Chronique d'un scandale - Richard Eyre

Adapté d'un roman éponyme par Patrick Marber, auteur de Closer, Chronique d'un scandale vaut surtout par l'interprétation des deux comédiennes, Judy Dench et Cate Blanchett, toutes les deux "nominées" aux Oscars 2007. Barbara Covett (Judy Dench) est professeur dans un collège. Elle écrit son journal où elle raconte tout et elle est parfois la narratrice du film en voix off. C'est une personne à la sexualité refoulée tendance lesbienne, pas mariée et pas d'enfant (mais elle a un chat). Elle remarque Sheba Hart (Cate Blanchett), jeune enseignante en dessin arrivée récemment au collège. Celle-ci est mariée à un mari nettement plus âgé et a deux enfants dont un fils trisomique dont elle s'est occupée jusqu'à présent. Lors d'une soirée, Barbara qui épie Sheba, la surprend dans les bras d'un lycéen de quinze ans. Barbara ne la dénonce pas mais elle s'immisce dans la vie de famille de Sheba.
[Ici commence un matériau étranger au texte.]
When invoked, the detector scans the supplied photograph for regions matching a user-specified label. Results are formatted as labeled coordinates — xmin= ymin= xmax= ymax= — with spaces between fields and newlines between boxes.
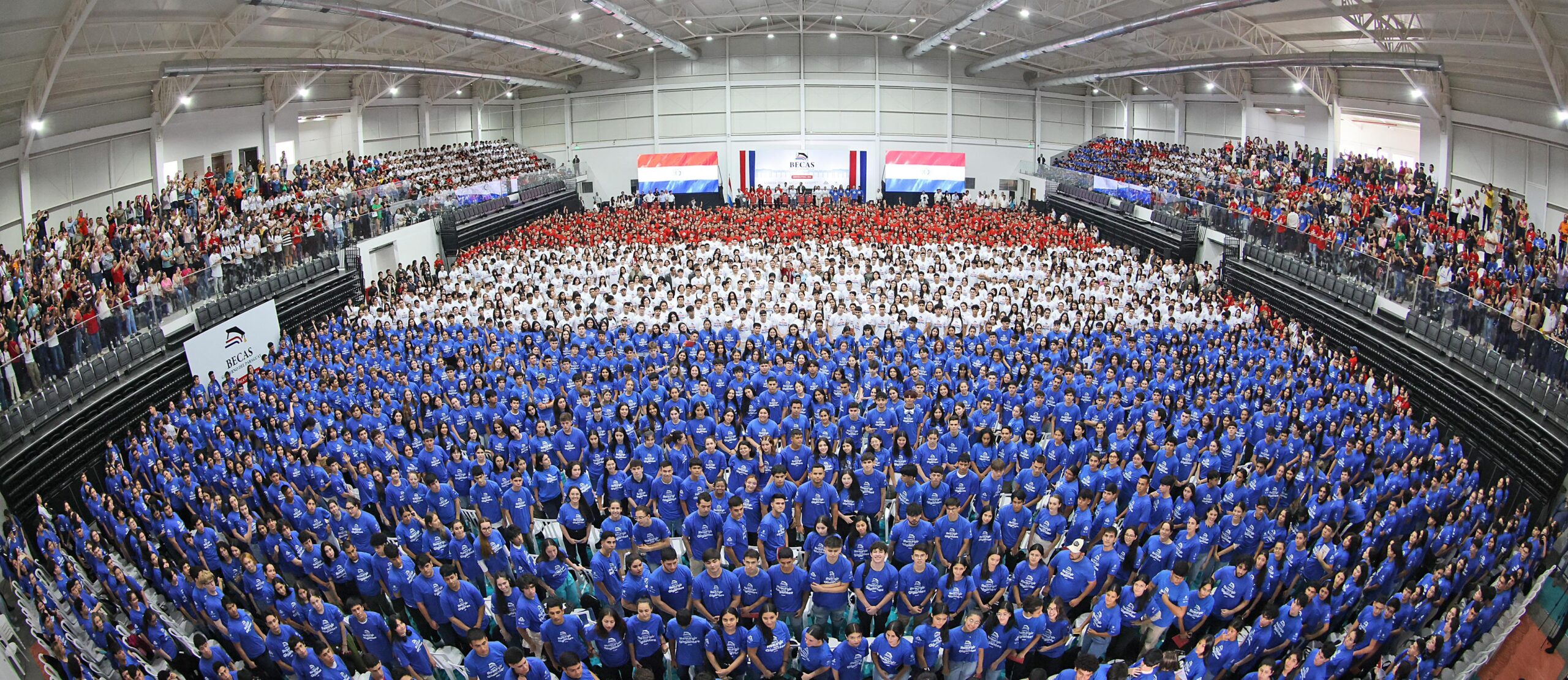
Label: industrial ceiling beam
xmin=903 ymin=0 xmax=1008 ymax=59
xmin=22 ymin=0 xmax=97 ymax=154
xmin=583 ymin=0 xmax=703 ymax=61
xmin=241 ymin=0 xmax=639 ymax=78
xmin=1509 ymin=0 xmax=1568 ymax=111
xmin=964 ymin=0 xmax=1275 ymax=77
xmin=162 ymin=59 xmax=577 ymax=91
xmin=1027 ymin=51 xmax=1442 ymax=88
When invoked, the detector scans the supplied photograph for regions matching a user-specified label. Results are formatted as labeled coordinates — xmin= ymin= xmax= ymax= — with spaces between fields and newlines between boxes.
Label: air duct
xmin=1024 ymin=51 xmax=1442 ymax=88
xmin=964 ymin=0 xmax=1275 ymax=75
xmin=240 ymin=0 xmax=641 ymax=78
xmin=903 ymin=0 xmax=1008 ymax=59
xmin=162 ymin=58 xmax=577 ymax=91
xmin=583 ymin=0 xmax=703 ymax=61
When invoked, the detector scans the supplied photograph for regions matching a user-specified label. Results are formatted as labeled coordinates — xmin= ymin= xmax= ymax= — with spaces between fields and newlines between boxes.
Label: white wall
xmin=161 ymin=105 xmax=266 ymax=181
xmin=295 ymin=115 xmax=356 ymax=161
xmin=1452 ymin=124 xmax=1568 ymax=233
xmin=1339 ymin=113 xmax=1427 ymax=165
xmin=358 ymin=219 xmax=440 ymax=284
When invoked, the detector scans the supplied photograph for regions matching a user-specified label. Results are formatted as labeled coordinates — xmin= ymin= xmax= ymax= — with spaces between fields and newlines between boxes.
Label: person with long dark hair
xmin=747 ymin=605 xmax=792 ymax=678
xmin=586 ymin=606 xmax=633 ymax=680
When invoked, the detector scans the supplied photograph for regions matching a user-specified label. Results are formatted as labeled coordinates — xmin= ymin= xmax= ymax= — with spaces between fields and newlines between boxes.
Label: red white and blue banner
xmin=736 ymin=149 xmax=865 ymax=189
xmin=883 ymin=151 xmax=964 ymax=193
xmin=636 ymin=151 xmax=718 ymax=194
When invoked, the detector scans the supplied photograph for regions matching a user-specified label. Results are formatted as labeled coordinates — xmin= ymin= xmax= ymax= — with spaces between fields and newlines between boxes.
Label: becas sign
xmin=739 ymin=149 xmax=865 ymax=188
xmin=185 ymin=300 xmax=282 ymax=382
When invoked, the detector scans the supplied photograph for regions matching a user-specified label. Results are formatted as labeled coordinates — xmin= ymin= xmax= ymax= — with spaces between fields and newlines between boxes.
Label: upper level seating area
xmin=0 ymin=141 xmax=552 ymax=407
xmin=1054 ymin=138 xmax=1568 ymax=388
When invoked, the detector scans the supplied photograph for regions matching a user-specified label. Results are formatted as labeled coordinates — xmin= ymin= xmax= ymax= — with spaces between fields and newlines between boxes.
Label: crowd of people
xmin=3 ymin=203 xmax=1559 ymax=680
xmin=1054 ymin=138 xmax=1568 ymax=384
xmin=0 ymin=141 xmax=549 ymax=407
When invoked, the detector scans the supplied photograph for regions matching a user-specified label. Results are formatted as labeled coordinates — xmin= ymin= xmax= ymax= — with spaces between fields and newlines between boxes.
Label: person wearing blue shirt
xmin=899 ymin=543 xmax=943 ymax=618
xmin=943 ymin=610 xmax=988 ymax=680
xmin=811 ymin=535 xmax=854 ymax=636
xmin=344 ymin=600 xmax=401 ymax=668
xmin=540 ymin=600 xmax=588 ymax=668
xmin=768 ymin=548 xmax=812 ymax=635
xmin=586 ymin=608 xmax=632 ymax=680
xmin=1049 ymin=539 xmax=1098 ymax=611
xmin=1143 ymin=562 xmax=1192 ymax=650
xmin=692 ymin=548 xmax=740 ymax=622
xmin=870 ymin=621 xmax=914 ymax=680
xmin=625 ymin=597 xmax=666 ymax=678
xmin=851 ymin=540 xmax=900 ymax=636
xmin=462 ymin=629 xmax=507 ymax=680
xmin=665 ymin=610 xmax=714 ymax=680
xmin=888 ymin=503 xmax=936 ymax=569
xmin=440 ymin=564 xmax=489 ymax=640
xmin=638 ymin=548 xmax=692 ymax=616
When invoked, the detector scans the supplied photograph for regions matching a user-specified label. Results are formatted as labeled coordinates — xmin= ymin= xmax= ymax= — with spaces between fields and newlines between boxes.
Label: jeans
xmin=811 ymin=606 xmax=850 ymax=638
xmin=947 ymin=661 xmax=980 ymax=680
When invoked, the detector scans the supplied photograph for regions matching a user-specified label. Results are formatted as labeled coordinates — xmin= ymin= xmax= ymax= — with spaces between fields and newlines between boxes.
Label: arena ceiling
xmin=0 ymin=0 xmax=1568 ymax=146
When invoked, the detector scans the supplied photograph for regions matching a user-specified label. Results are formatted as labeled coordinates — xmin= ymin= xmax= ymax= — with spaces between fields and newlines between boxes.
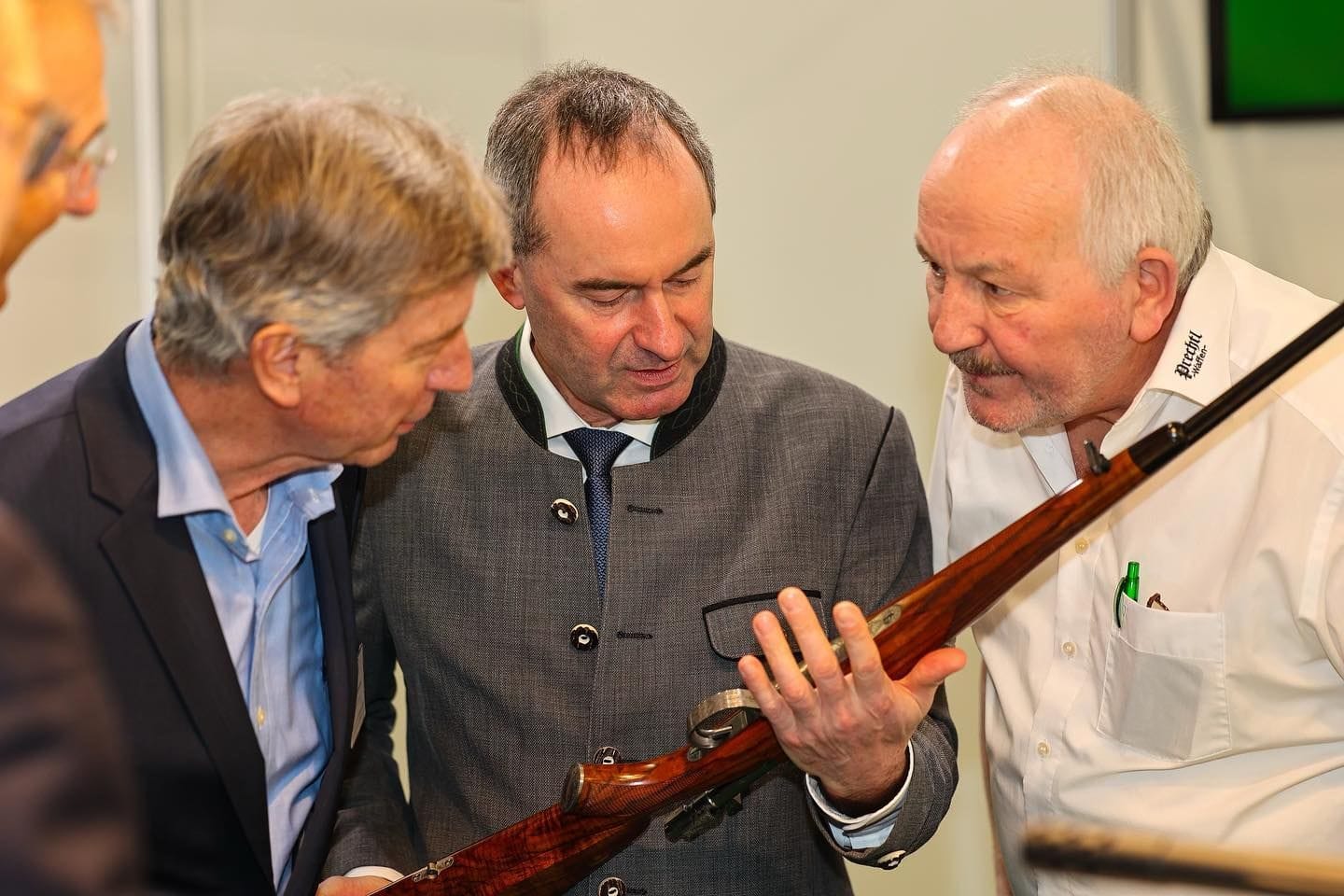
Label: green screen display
xmin=1210 ymin=0 xmax=1344 ymax=119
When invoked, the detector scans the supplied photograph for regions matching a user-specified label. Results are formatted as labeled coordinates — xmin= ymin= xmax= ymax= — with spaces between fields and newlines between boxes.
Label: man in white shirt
xmin=917 ymin=76 xmax=1344 ymax=896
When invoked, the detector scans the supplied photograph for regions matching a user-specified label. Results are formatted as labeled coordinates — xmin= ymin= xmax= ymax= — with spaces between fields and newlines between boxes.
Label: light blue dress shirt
xmin=126 ymin=318 xmax=342 ymax=892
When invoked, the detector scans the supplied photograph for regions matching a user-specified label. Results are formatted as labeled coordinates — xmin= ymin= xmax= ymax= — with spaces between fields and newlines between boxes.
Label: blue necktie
xmin=565 ymin=430 xmax=632 ymax=596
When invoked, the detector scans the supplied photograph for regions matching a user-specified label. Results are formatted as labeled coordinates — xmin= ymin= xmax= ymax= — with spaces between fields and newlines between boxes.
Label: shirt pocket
xmin=702 ymin=588 xmax=825 ymax=660
xmin=1097 ymin=603 xmax=1232 ymax=762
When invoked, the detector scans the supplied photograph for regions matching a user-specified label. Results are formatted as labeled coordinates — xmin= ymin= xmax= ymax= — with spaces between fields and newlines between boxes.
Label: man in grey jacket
xmin=324 ymin=66 xmax=963 ymax=896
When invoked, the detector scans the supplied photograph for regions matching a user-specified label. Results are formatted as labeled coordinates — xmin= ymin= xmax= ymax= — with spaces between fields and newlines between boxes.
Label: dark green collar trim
xmin=495 ymin=328 xmax=728 ymax=458
xmin=495 ymin=327 xmax=546 ymax=447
Cette dernière ne peut pas s'empêcher de continuer sa liaison avec le jeune homme. Elle ne sait plus où elle en est. Quand enfin, suite à une vengeance mesquine, Barbara dénonce d'une manière détournée la liaison de sa collègue, la vie de famille de Sheba explose sans qu'elle sache qui a fait cela, elle croit que c'est son amant. Elle est renvoyée du collège, quitte son mari et se réfugie chez Barbara. Là, elle découvre le journal. L'histoire est vénéneuse, pas politiquement correcte du tout. La "méchante" Barbara n'est pas punie et n'a pas l'ombre d'un remord pour ce qu'elle fait et la dernière séquence du film la montre jetant son dévolu sur une nouvelle victime en puissance.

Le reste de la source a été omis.